I have no philosophical issue with telling students things. In short bursts, when students feel a need, there’s nothing better than a concise explanation that lets them solve a new problem. Then, I ask students to solve the problem, see how it goes, and consider whether there’s something else I need to address or if they are ready to extend their thinking a step further.
Something I’ve found myself doing is finding more and more ways to explain less. Asking students to figure things out for themselves often doesn’t work, and when it does it tends to privilege students with strong backgrounds and positive past experiences in math class. Explaining less might mean breaking a lesson into little chunks, so that I’m only talking for a minute at a time in between having students solve problems, warm calling students after each problem to summarize a key idea for the class. It might mean using worked examples to have students generate an explanation themselves, and listening in to notice their thinking and build from it. It might mean presenting a problem as a puzzle drawing on prior knowledge, figuring out where students are with that prior knowledge, and building my explanation from there.
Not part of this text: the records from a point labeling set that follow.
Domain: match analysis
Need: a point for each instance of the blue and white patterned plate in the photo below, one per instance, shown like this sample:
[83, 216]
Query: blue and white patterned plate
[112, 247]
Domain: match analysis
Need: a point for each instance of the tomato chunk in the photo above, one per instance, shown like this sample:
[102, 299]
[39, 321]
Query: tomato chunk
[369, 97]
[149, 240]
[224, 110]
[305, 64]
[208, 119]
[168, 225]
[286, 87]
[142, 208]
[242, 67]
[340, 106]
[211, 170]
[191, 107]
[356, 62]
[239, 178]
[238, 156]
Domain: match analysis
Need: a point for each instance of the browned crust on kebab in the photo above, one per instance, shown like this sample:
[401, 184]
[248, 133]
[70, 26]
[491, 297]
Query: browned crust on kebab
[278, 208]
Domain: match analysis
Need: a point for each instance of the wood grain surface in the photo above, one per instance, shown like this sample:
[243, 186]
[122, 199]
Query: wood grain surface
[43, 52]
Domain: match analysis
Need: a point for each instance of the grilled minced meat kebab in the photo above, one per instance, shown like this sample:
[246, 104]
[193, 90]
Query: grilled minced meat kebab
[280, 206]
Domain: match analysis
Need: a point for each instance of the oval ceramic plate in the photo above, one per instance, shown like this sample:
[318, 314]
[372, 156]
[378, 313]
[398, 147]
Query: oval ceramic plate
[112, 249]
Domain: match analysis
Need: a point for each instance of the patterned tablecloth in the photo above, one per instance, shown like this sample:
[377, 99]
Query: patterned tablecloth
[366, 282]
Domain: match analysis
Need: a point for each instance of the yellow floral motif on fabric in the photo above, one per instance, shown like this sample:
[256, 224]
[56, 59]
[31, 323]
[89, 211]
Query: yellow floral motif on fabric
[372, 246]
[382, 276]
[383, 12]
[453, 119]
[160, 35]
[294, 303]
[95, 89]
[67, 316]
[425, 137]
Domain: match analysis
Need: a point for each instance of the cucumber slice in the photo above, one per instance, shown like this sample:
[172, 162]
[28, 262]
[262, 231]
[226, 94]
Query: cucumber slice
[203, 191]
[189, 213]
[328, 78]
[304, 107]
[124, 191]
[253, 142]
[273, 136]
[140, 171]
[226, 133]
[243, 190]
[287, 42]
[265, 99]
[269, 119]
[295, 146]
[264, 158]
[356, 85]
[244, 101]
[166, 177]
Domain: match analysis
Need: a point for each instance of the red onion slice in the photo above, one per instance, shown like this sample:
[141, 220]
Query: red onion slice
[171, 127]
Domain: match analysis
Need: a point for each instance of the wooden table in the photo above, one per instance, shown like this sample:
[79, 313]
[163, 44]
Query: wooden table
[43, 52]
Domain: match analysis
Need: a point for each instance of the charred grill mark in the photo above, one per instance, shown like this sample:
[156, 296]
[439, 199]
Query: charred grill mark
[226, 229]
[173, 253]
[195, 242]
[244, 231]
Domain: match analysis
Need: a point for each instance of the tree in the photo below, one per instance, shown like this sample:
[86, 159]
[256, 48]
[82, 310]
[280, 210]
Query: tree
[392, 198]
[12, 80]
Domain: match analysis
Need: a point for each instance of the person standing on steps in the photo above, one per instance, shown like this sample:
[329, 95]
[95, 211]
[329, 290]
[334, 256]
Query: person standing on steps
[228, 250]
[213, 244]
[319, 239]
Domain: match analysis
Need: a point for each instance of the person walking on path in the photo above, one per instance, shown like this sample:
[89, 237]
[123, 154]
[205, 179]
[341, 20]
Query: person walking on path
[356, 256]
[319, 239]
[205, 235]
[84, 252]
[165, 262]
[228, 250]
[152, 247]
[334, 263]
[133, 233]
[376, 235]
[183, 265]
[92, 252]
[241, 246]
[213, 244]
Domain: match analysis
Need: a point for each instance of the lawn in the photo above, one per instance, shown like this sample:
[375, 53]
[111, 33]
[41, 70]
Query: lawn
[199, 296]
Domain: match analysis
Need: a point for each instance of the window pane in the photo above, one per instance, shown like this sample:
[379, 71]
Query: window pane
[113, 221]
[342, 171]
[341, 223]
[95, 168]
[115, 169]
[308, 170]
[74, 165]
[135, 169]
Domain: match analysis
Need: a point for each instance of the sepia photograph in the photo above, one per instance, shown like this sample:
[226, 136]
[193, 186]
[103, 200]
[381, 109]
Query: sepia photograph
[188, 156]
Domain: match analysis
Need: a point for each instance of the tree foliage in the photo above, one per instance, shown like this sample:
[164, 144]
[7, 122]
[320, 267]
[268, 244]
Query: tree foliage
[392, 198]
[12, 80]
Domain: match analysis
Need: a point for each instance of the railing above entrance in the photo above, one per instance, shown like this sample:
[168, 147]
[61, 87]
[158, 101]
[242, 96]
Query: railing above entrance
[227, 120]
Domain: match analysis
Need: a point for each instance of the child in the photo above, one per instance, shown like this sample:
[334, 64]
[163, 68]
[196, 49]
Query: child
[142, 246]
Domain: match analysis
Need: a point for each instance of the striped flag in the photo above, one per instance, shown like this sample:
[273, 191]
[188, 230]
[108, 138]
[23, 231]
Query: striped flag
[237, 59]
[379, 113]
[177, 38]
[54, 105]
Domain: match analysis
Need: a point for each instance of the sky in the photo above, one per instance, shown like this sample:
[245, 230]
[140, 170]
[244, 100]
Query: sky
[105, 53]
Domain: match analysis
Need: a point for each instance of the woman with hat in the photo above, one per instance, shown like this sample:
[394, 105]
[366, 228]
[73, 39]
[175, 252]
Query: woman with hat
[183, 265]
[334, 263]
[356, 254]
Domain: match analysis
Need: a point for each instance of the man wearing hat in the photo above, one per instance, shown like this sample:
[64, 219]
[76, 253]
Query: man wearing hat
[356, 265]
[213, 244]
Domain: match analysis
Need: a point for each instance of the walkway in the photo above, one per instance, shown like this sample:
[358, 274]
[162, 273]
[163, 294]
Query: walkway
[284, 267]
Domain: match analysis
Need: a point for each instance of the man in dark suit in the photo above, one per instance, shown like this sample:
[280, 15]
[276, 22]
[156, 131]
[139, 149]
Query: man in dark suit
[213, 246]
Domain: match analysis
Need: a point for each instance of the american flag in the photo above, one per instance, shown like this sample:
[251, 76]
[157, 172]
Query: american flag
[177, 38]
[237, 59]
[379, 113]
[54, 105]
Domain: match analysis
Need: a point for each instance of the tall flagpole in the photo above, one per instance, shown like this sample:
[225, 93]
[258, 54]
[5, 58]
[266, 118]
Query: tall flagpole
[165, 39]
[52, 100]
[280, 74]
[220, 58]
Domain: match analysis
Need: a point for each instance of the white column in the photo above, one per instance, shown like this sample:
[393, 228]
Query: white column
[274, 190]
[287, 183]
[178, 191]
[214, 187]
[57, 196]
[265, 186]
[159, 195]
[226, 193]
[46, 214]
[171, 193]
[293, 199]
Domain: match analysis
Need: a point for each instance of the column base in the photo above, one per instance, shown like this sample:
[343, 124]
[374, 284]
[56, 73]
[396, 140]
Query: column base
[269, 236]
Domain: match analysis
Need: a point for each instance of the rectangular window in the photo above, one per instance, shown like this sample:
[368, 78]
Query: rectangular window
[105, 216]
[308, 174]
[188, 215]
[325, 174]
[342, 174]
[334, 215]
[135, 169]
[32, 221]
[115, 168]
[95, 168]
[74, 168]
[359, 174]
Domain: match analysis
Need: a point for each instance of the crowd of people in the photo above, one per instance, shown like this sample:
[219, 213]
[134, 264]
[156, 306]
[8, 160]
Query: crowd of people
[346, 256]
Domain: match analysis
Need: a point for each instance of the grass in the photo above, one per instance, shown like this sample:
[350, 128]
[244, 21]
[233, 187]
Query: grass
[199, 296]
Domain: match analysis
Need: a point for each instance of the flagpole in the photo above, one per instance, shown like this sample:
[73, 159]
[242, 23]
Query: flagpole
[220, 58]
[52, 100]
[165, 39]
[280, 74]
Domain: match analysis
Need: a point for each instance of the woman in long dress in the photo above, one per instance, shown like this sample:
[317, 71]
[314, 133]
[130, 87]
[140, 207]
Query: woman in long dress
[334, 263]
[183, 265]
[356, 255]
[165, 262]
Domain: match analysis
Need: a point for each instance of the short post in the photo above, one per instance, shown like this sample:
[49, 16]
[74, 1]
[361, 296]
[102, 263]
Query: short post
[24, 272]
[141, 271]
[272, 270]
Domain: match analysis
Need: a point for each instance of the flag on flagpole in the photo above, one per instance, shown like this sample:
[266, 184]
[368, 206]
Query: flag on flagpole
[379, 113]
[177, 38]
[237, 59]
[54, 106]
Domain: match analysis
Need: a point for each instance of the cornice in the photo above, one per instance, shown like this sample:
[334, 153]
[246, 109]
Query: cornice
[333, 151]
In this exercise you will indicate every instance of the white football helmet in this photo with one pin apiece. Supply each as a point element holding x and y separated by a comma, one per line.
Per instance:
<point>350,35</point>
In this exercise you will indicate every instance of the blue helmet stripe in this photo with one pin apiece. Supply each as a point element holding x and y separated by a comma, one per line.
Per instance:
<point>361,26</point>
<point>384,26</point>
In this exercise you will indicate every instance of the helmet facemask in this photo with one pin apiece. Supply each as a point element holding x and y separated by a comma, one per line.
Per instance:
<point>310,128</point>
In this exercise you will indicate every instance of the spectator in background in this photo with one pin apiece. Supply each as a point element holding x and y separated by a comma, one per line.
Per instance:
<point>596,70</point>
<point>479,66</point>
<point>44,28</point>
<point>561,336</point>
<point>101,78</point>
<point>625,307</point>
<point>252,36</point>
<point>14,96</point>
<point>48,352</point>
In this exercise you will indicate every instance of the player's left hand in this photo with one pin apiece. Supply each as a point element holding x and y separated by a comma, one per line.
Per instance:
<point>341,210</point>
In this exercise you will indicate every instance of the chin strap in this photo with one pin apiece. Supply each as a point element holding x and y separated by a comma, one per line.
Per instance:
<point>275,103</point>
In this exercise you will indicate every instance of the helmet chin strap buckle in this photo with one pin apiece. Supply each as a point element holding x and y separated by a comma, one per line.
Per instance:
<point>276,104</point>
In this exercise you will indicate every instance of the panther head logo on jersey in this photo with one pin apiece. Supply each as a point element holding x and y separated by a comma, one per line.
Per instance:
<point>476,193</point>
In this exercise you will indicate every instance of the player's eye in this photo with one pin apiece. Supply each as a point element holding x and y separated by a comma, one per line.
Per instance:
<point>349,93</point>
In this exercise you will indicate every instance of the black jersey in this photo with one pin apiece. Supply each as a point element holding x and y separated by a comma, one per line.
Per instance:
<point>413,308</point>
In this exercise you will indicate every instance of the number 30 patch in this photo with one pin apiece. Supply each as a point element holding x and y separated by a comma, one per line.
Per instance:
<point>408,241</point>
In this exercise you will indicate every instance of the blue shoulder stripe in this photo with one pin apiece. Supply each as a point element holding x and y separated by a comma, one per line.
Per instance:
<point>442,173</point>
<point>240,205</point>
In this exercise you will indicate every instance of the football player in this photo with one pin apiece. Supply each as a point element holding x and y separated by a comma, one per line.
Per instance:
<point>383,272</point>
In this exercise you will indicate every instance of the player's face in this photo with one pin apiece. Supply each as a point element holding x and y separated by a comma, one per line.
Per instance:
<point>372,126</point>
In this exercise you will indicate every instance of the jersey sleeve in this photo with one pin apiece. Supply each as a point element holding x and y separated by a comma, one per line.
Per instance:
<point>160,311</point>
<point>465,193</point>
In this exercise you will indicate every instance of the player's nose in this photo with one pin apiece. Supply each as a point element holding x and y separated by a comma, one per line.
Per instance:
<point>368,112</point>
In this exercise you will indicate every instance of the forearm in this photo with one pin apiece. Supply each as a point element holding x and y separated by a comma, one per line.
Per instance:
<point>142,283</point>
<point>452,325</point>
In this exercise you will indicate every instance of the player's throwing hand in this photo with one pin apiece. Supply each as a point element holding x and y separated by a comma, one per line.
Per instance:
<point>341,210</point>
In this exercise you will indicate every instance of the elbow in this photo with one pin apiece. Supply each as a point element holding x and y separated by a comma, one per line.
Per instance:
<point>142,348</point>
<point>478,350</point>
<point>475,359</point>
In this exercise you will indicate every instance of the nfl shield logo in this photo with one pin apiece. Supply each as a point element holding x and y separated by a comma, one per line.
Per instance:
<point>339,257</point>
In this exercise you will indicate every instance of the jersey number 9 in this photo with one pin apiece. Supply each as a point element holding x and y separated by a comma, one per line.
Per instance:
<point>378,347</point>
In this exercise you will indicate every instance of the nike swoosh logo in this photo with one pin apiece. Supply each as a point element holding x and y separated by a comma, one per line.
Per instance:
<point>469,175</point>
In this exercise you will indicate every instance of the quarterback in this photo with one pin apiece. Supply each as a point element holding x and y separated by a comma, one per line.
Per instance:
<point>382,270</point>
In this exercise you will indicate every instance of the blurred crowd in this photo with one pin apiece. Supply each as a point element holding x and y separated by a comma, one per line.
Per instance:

I read this great post about teaching Computer Science yesterday and couldn’t stop thinking about the elegance of the ways this teacher found to explain less. My favorite:
Here’s an example — the second thing I ever show students, right after
print("hello world"), is this right here:
name = "Tamara" print("Hello" + name)
And then I ask one simple question:
Don’t answer out loud — just think. What will happen when you run this program?
Don’t answer. Just think. What will happen?
Turn and ask your neighbor for their prediction.
Literally every student intuits that this program is going to greet Tamara.
And then after that, we run the program, find out that it prints
HelloTamarawithout a space, and we also do our first round of debugging. High fives all around!
I can imagine myself as a novice computer science teacher trying to explain what this example will do. I imagine it as a complete mess. There will be a time, later, to formalize student knowledge of variables, strings, and more. In the meantime, students learned something , and they’re primed to learn more. This is a beautiful example. It’s not too complex, builds from intuition, and packs in surprise. I’d love to find more ways to do this in a math classroom.
Here are three things that I think matter in finding moments to explain less. First, you can’t force it. I never want to become dogmatic and refuse to explain things. Explanations are valuable, and they’re especially valuable when they’re used at the right time and place. Second, I don’t want to let perfect be the enemy of good. My worst explanations are when I try to explain something with mathematical precision and address every possible case. But that precision can create confusion. Sometimes students are ready for an informal understanding of a concept, but struggle to engage with too much complexity at once. Finally, finding ways to explain less trusts students more, and sends a message about what they can do. If every lesson begins with explanation, students learn that knowledge always moves from the teacher to the student. I don’t expect students to derive centuries of math on their own, but there are plenty of opportunities for students to extrapolate form their knowledge to something new. And every time we do that, students have the opportunity to trust themselves and their ideas a little more.